Entre as regiões abrangidas pelo decreto estão Lima, Cusco e Arequipa, consideradas áreas de maior vulnerabilidade diante da previsão de precipitações acima da média. O objetivo é reforçar a preparação para o período chuvoso, minimizar riscos à população e proteger a infraestrutura do país.
Segundo o governo peruano, as ações incluem obras emergenciais, monitoramento de áreas de risco, reforço da Defesa Civil e medidas para reduzir os impactos de enchentes, deslizamentos de terra e interrupções em rodovias. Os trabalhos serão executados com recursos dos próprios órgãos públicos, sem necessidade de aporte extra do Tesouro Nacional.

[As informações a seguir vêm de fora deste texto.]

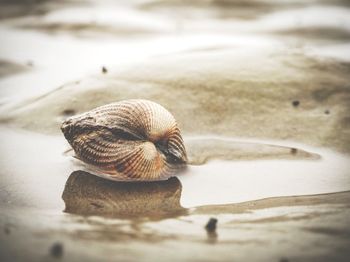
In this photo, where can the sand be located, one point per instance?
(260, 91)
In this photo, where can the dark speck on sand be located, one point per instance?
(56, 250)
(211, 225)
(296, 103)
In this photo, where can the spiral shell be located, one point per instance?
(131, 140)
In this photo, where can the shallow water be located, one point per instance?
(276, 176)
(44, 168)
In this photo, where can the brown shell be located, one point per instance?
(131, 140)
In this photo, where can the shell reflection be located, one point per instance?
(87, 194)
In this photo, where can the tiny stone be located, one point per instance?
(68, 112)
(293, 151)
(211, 225)
(296, 103)
(7, 230)
(56, 250)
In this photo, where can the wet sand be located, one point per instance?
(260, 90)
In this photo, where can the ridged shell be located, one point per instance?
(131, 140)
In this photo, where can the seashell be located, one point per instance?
(131, 140)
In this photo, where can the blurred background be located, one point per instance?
(259, 88)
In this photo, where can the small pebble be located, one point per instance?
(56, 250)
(68, 112)
(7, 230)
(296, 103)
(211, 225)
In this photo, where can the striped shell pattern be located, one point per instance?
(131, 140)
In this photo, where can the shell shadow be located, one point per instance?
(87, 194)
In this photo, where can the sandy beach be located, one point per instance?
(260, 90)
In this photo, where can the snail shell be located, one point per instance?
(131, 140)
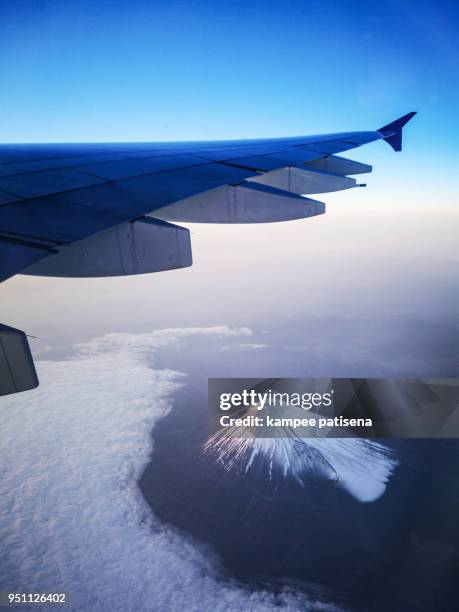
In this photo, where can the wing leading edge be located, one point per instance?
(105, 209)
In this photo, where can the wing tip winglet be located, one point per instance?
(392, 132)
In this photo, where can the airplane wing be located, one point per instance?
(106, 209)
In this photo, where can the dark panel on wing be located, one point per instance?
(17, 371)
(17, 254)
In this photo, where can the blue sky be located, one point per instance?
(132, 70)
(137, 70)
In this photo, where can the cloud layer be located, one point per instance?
(73, 518)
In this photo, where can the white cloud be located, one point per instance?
(73, 518)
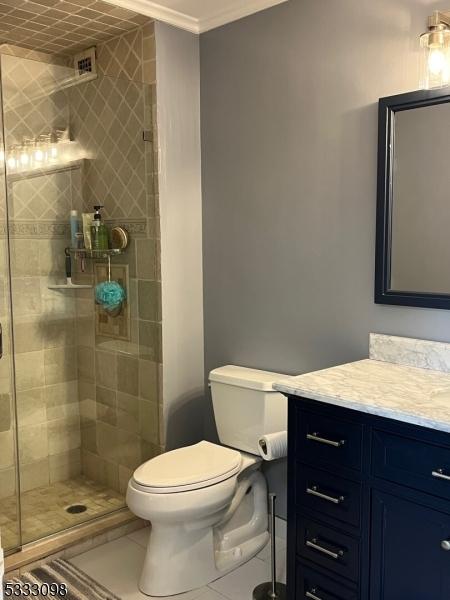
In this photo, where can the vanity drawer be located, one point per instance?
(328, 548)
(328, 441)
(311, 585)
(328, 494)
(411, 462)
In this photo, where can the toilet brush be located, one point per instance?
(272, 590)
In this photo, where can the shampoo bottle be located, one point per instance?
(99, 231)
(74, 228)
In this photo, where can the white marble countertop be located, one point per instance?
(404, 393)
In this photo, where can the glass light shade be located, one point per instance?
(435, 58)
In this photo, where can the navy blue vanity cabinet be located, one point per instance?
(368, 507)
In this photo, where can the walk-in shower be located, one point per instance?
(79, 393)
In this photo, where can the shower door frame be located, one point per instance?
(10, 315)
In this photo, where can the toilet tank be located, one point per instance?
(245, 406)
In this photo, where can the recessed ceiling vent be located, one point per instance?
(85, 65)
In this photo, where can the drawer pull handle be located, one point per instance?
(314, 491)
(312, 595)
(439, 474)
(315, 437)
(315, 546)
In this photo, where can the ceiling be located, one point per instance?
(197, 16)
(63, 27)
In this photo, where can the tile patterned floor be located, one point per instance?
(117, 566)
(43, 509)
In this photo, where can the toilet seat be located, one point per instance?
(190, 468)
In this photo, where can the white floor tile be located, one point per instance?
(117, 565)
(141, 536)
(212, 595)
(239, 584)
(264, 554)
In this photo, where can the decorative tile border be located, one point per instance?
(60, 229)
(424, 354)
(36, 229)
(135, 227)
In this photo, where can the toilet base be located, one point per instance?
(194, 567)
(184, 556)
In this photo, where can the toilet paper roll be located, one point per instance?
(273, 445)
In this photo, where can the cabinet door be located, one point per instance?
(408, 558)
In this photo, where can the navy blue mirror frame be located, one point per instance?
(386, 114)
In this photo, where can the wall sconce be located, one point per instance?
(435, 51)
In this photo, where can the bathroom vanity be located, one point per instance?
(369, 476)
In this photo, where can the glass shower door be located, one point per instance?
(9, 485)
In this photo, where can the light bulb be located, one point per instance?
(436, 61)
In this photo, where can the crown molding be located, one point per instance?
(233, 13)
(183, 21)
(160, 13)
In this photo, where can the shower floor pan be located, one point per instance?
(44, 509)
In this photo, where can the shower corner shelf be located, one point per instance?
(95, 254)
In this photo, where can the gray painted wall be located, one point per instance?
(180, 200)
(289, 154)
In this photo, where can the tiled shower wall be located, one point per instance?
(65, 371)
(118, 380)
(44, 320)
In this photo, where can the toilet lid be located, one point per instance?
(189, 468)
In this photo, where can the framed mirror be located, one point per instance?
(413, 207)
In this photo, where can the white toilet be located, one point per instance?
(207, 504)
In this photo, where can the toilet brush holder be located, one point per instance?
(271, 590)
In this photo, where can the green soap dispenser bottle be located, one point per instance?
(99, 231)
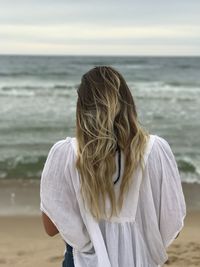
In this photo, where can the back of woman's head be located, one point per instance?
(106, 119)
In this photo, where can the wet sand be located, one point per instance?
(24, 243)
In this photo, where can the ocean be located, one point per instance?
(38, 104)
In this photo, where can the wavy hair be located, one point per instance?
(106, 119)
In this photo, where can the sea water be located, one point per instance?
(38, 104)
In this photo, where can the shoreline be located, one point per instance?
(24, 243)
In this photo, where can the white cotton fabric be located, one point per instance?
(151, 217)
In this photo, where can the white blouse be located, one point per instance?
(151, 217)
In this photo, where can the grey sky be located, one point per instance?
(100, 27)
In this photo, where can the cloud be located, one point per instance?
(92, 27)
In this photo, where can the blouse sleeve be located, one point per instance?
(57, 195)
(167, 191)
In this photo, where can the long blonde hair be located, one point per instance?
(106, 118)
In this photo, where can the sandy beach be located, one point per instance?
(23, 242)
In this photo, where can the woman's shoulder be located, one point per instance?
(160, 143)
(62, 147)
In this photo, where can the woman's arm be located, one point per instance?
(50, 228)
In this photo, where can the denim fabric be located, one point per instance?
(68, 260)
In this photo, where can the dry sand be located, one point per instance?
(23, 243)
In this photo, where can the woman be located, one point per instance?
(114, 192)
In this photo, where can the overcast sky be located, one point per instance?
(106, 27)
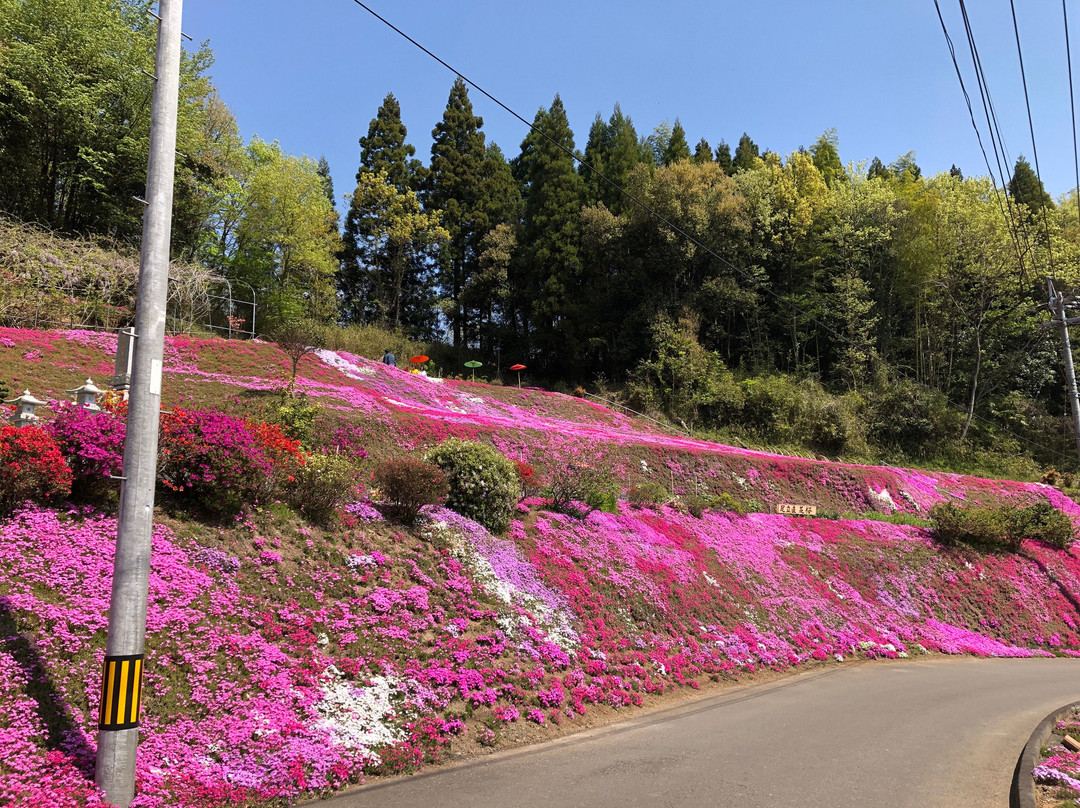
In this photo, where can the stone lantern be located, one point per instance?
(86, 396)
(26, 405)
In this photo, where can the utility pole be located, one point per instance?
(1057, 308)
(121, 686)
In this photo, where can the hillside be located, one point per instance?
(287, 660)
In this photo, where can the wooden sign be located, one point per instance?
(794, 510)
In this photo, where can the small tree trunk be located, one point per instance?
(974, 385)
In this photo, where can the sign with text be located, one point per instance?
(794, 510)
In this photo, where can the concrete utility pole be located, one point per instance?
(1057, 307)
(121, 686)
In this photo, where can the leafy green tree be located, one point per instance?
(684, 380)
(455, 186)
(75, 112)
(1026, 188)
(677, 149)
(877, 170)
(904, 169)
(746, 155)
(977, 304)
(324, 173)
(724, 158)
(658, 140)
(286, 240)
(392, 243)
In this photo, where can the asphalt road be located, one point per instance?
(942, 732)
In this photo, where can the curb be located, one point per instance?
(1022, 794)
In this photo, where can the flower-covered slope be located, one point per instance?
(285, 661)
(408, 411)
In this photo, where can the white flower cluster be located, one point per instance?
(353, 372)
(359, 717)
(556, 624)
(883, 498)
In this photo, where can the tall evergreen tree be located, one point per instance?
(597, 151)
(702, 152)
(455, 186)
(324, 173)
(624, 153)
(724, 158)
(547, 282)
(826, 157)
(877, 170)
(677, 149)
(1026, 187)
(658, 142)
(386, 149)
(746, 153)
(385, 153)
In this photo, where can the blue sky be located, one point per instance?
(311, 75)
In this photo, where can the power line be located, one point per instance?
(979, 136)
(659, 217)
(1030, 123)
(1072, 106)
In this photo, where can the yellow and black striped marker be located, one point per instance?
(121, 690)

A preocupação das autoridades aumentou após o Centro Nacional de Estimativa, Prevenção e Redução do Risco de Desastres (Cenepred) apontar que mais de 9,3 milhões de pessoas vivem em áreas classificadas como de risco muito alto para inundações e deslizamentos. Além disso, os órgãos meteorológicos elevaram a previsão da intensidade do El Niño de moderada para forte entre os meses de junho e setembro, com possibilidade de seus efeitos se estenderem até o primeiro trimestre de 2027.
Reflexos podem atingir a região amazônica
Embora o decreto tenha efeito apenas em território peruano, especialistas destacam que eventos climáticos extremos no país costumam provocar reflexos em áreas de fronteira com o Brasil, especialmente na Amazônia Ocidental.
O Acre, que faz fronteira com o Peru, pode acompanhar com atenção a evolução do fenômeno, já que chuvas intensas no país vizinho podem influenciar o nível de rios compartilhados, além de afetar a logística e o transporte pela Rodovia Interoceânica em caso de enchentes ou deslizamentos. Até o momento, porém, não há registro de impactos diretos no estado acreano relacionados ao novo decreto.